Health Goals – Late 2011 Edition

I’m long overdue when it comes to setting new health goals. My last list was made 2.5 years ago. Before I list my new goals, let me share my current health state. I am lean, my skin is clear and I have healthy digestion. For my age and somatype, my strength is good and so is my mobility. Other than my sinus headaches, I do not have any pressing health problems.

#1 Solve My Headaches

I’ve posted a few times on how I often get sinus headaches late at night that wake me up. I’ve done many tests so far to track down the cause, but have not been successful so far. You can read my posts and the comments on Hunting Headaches (1,2,3) and Trying Acupuncture for a background on what I’ve tried so far. I have more tests planned and may have found a correlation with headache intensity and the timing of my last espresso of the day.

#2 Stress Reduction

I’ve always had trouble understanding stress. When asked if I am stressed, I’m never sure what the answer is. Stress compared to what and to whom? How I deal with stress may be different than others and vary on a continual basis. I don’t know how to quantify stress to determine if it is or isn’t a problem. Thinking about quantifying and dealing with stress has always been in itself stressful.

Two things recently have made me think that starting a stress reduction program may be beneficial to me. First is the idea that it may be connected to my headaches. The second came from super trainer Keith Norris when he appeared on the Latest in Paleo podcast. My question for Keith was about being able to predict the ability of a particular body to recover from an intense workout. I was wondering about sex, age, training age, and somatype, but Keith provided an angle I hadn’t considered, which is stress. Stress could be the limiting factor in how well a body recovers from exercise.

Since that show, I have been thinking about this idea. The two periods where my fitness level tanked were during the dot-com days after moving to the Washington DC area and when I was trying to sell my house in San Diego. Both were highly stressful situations and I lost strength both times. Interesting.
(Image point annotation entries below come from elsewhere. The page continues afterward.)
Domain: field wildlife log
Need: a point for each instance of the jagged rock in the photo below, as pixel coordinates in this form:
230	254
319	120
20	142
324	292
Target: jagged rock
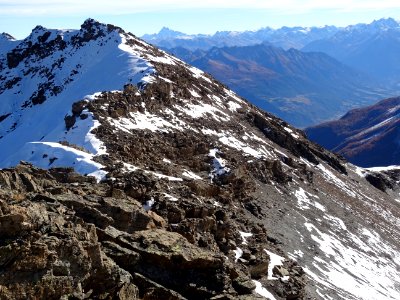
280	271
243	285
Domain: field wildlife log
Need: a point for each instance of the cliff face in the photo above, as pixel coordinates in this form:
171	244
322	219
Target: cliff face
196	193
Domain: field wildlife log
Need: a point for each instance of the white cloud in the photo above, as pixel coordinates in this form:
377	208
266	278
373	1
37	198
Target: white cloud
73	7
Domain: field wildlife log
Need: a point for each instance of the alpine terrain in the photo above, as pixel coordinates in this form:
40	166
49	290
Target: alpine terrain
366	136
302	88
128	174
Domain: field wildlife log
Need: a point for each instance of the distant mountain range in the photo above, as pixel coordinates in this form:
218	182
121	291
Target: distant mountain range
285	37
183	189
373	48
302	88
367	137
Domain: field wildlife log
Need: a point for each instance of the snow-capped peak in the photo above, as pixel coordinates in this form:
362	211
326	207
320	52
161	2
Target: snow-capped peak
44	74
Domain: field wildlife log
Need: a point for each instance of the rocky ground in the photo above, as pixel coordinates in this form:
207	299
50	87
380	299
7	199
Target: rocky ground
64	236
198	194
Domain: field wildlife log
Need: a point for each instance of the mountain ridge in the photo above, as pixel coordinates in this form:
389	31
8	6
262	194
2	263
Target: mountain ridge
302	88
195	188
366	136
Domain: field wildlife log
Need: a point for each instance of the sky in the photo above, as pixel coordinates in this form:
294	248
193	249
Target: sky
19	17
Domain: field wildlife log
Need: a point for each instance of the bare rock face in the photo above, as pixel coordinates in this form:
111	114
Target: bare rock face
196	193
72	239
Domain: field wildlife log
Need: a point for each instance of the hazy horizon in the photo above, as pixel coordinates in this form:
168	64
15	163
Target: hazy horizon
19	17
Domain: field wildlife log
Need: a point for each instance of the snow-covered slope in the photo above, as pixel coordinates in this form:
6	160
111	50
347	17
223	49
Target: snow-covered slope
58	68
227	176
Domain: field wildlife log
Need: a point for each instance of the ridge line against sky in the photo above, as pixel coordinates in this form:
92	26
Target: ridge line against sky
18	17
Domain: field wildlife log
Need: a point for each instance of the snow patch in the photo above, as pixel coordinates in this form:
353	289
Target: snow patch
262	291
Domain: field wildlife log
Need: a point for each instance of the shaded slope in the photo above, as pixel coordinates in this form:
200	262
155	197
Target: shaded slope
302	88
201	194
367	136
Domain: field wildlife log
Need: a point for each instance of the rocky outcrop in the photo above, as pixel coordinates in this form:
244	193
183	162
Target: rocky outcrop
65	237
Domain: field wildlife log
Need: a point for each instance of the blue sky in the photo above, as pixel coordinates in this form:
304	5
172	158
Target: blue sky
18	17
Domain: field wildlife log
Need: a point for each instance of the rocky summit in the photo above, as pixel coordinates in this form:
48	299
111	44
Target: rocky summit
128	174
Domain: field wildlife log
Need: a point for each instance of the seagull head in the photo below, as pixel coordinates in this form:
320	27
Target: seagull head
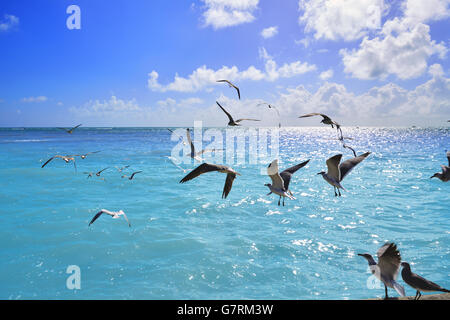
405	265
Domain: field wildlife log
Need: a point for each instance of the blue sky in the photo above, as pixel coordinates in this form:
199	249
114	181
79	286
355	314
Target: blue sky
155	63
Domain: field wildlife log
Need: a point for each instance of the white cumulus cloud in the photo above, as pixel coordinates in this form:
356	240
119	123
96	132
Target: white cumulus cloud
203	77
226	13
345	19
269	32
402	49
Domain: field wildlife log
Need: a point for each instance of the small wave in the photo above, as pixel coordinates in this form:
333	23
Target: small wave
25	140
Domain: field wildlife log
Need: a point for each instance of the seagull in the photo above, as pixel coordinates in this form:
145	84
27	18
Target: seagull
122	168
91	174
67	159
337	172
273	107
445	174
386	270
232	86
232	122
207	167
70	130
114	215
417	282
280	182
353	150
326	120
83	156
99	172
132	176
173	132
196	155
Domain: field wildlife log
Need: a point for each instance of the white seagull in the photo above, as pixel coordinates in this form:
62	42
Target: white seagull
337	172
113	214
280	182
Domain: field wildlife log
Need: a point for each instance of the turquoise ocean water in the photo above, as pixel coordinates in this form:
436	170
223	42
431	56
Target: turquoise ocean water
186	242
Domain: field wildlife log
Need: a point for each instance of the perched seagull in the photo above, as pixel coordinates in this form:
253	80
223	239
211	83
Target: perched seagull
232	86
70	130
280	181
326	120
273	107
67	159
83	156
386	270
122	168
207	167
173	132
132	176
417	282
114	215
337	172
445	174
196	155
232	122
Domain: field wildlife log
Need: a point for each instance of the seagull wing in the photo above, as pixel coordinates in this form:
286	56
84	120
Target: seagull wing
239	120
102	170
48	161
239	93
389	261
333	167
134	174
125	216
228	115
203	168
346	146
316	114
287	174
188	134
75	127
98	214
272	172
228	184
349	164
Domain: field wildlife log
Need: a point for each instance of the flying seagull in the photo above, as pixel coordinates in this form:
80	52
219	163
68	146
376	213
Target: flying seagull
67	159
445	174
272	107
70	130
83	156
120	169
173	132
91	174
337	172
196	155
326	120
232	122
114	215
132	176
280	181
417	282
386	270
207	167
232	86
353	150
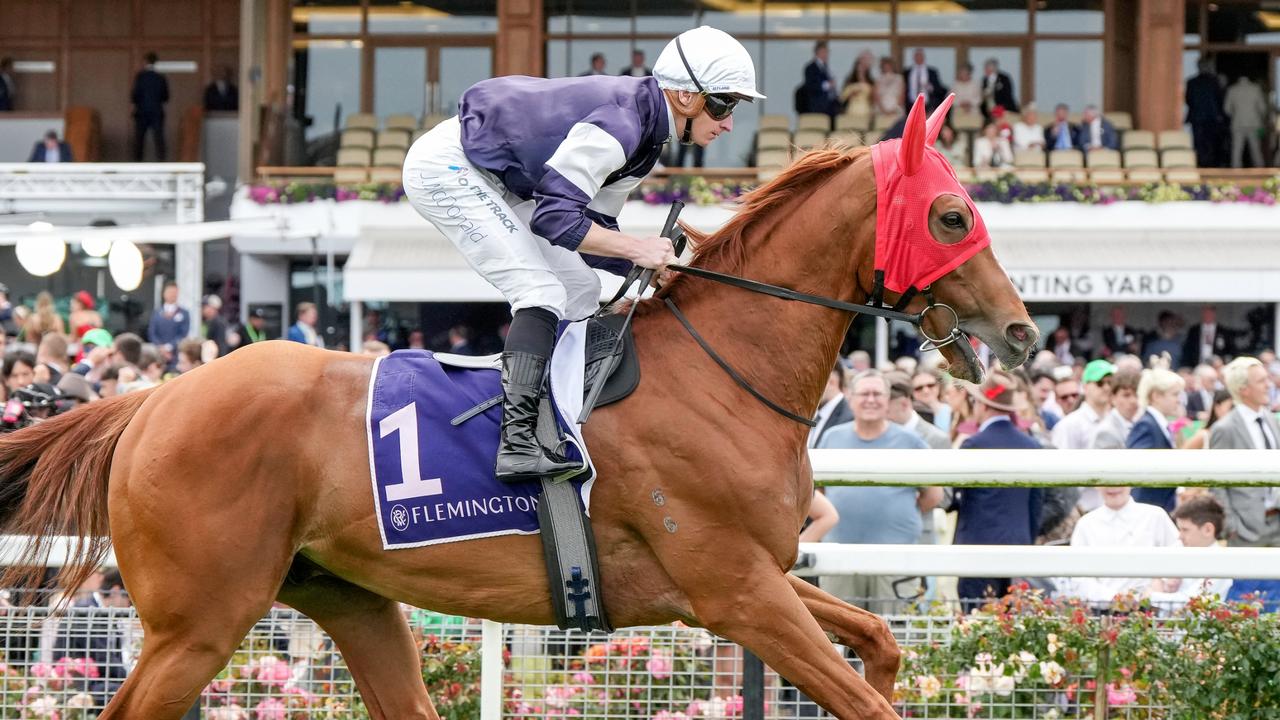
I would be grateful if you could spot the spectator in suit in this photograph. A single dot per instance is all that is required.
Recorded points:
(923, 80)
(968, 90)
(1125, 410)
(1247, 106)
(1200, 522)
(1205, 114)
(1252, 514)
(215, 327)
(1206, 338)
(169, 324)
(222, 95)
(819, 86)
(901, 411)
(997, 89)
(149, 98)
(305, 328)
(833, 408)
(636, 68)
(890, 89)
(1159, 395)
(8, 87)
(1200, 400)
(995, 515)
(50, 150)
(252, 331)
(1063, 133)
(1118, 336)
(876, 514)
(1096, 132)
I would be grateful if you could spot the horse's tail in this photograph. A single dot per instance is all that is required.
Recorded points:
(53, 482)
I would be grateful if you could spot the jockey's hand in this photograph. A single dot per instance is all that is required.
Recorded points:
(653, 253)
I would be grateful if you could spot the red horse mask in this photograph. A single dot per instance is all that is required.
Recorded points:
(910, 174)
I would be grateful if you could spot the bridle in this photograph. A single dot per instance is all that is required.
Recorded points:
(874, 306)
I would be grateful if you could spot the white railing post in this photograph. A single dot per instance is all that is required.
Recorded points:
(490, 670)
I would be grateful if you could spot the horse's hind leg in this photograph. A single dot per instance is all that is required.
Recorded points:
(375, 641)
(856, 628)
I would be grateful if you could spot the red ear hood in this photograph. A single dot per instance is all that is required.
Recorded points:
(910, 176)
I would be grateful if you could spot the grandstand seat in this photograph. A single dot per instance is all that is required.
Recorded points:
(351, 176)
(1175, 140)
(1028, 158)
(388, 158)
(1178, 159)
(853, 139)
(970, 121)
(1106, 176)
(1065, 159)
(775, 122)
(773, 139)
(1120, 121)
(365, 121)
(813, 121)
(393, 139)
(1184, 176)
(853, 122)
(809, 137)
(1144, 174)
(407, 123)
(1138, 140)
(1141, 159)
(1104, 158)
(353, 158)
(356, 137)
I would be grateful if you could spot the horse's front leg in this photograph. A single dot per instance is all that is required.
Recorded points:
(767, 616)
(856, 628)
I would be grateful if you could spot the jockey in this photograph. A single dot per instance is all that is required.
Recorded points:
(529, 178)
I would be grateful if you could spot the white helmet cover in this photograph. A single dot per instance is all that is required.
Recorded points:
(720, 63)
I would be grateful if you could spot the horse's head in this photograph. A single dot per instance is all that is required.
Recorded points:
(929, 235)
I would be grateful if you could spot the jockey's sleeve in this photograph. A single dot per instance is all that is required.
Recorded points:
(592, 151)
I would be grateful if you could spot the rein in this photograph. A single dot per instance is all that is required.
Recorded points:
(873, 306)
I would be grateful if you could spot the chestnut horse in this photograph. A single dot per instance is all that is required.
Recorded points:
(247, 479)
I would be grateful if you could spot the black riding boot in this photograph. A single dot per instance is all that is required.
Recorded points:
(524, 364)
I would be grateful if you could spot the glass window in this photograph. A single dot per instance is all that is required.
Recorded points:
(932, 17)
(1068, 71)
(419, 17)
(732, 17)
(329, 74)
(670, 17)
(325, 17)
(1069, 17)
(859, 16)
(400, 81)
(795, 18)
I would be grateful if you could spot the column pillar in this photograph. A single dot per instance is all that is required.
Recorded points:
(1159, 92)
(521, 39)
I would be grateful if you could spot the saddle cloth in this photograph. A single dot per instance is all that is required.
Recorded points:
(433, 481)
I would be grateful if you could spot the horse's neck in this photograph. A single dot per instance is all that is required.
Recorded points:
(785, 349)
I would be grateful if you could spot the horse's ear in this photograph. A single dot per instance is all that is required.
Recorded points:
(938, 118)
(912, 150)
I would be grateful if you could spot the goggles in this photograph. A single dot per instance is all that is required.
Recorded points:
(717, 105)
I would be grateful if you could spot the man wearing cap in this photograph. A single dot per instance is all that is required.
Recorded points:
(995, 515)
(528, 182)
(252, 331)
(214, 326)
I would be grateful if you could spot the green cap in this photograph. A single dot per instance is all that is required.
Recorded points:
(1096, 370)
(99, 337)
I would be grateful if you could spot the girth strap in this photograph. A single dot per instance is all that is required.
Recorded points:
(741, 382)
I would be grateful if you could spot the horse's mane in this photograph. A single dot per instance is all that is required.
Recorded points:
(726, 247)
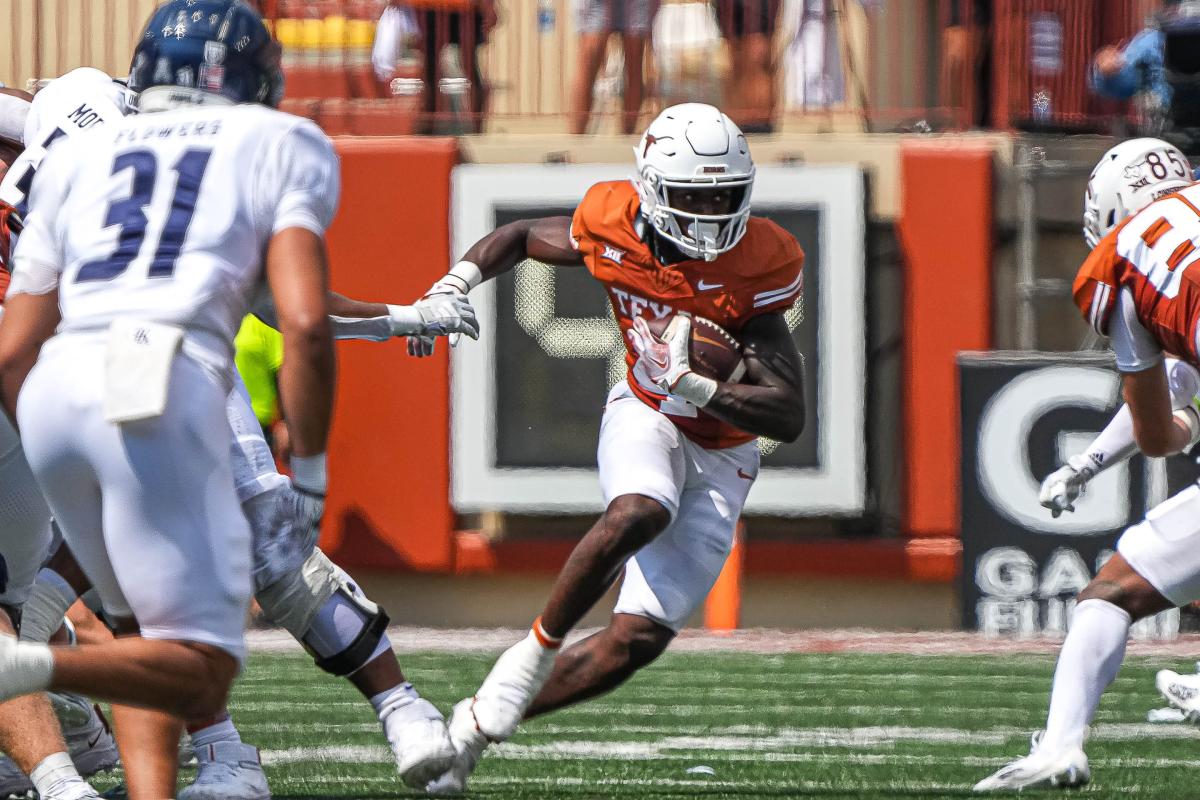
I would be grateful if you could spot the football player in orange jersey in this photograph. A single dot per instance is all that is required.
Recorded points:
(1140, 288)
(677, 452)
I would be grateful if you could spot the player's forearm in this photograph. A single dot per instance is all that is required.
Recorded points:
(762, 410)
(547, 240)
(1114, 444)
(342, 306)
(501, 250)
(306, 386)
(1177, 434)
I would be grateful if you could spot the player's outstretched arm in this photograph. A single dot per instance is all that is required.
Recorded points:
(1115, 443)
(297, 274)
(547, 240)
(1157, 429)
(29, 319)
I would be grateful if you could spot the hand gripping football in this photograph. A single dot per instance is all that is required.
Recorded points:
(714, 353)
#3 Dialing in Optimal Coffee Level

Although I did learn some things during my coffee detox, there is a lot more I need to figure out. Am I consuming too much? Do I have some form of adrenal fatigue? Is the caffeine addiction covering up a possible nutrient deficiency? How does coffee affect the depth and quality of my sleep? To what level is coffee increasing my stress levels (cortisol)? I have a lot of questions that I need to answer.

#4 More Varied Movement

The more I restrict my movement, the worse I feel. Since I live in the modern world and push pixels all day, I need to figure out a way to incorporate more varied movements in my life. I don’t have a sport or kids to play with, so this will be a challenge to make part of a daily habit.

Michael in the box

Back when my movement was more varied.

#5 Improve Posture and Alignment

Because I sit at a desk a lot, my shoulders and neck will sometimes get rounded forward. The more I sit at the desk, the more pronounced the effect. Years ago I used Egoscue exercises to help. Conditioning Research often posts links to videos that tackle specific posture and alignment issues.

I haven’t been very disciplined about doing posture exercises over the years. I think I need to discover a High-Intensity approach. Find a few core exercises that yield maximum benefit in the shortest time. If I need to spend 20-40 minutes several times a week, I’ll likely fail.

#6 Improve Memory

I am concerned about the effect of always being connected to the Internet is having on our brains. Nicholas Carr wrote a book on these concerns. From my review post of The Shallows: What the Internet Is Doing To Our Brains:

As great of a tool that the internet is for researching and learning, it comes with a cost. We all have working memories used to do reasoning and comprehension. Another way to view working memory is as a short term storage. When we surf the internet, our working memories are being full engaged. Being filled and emptied of information. Without time for reflection, what we learn doesn’t make it into long term memory.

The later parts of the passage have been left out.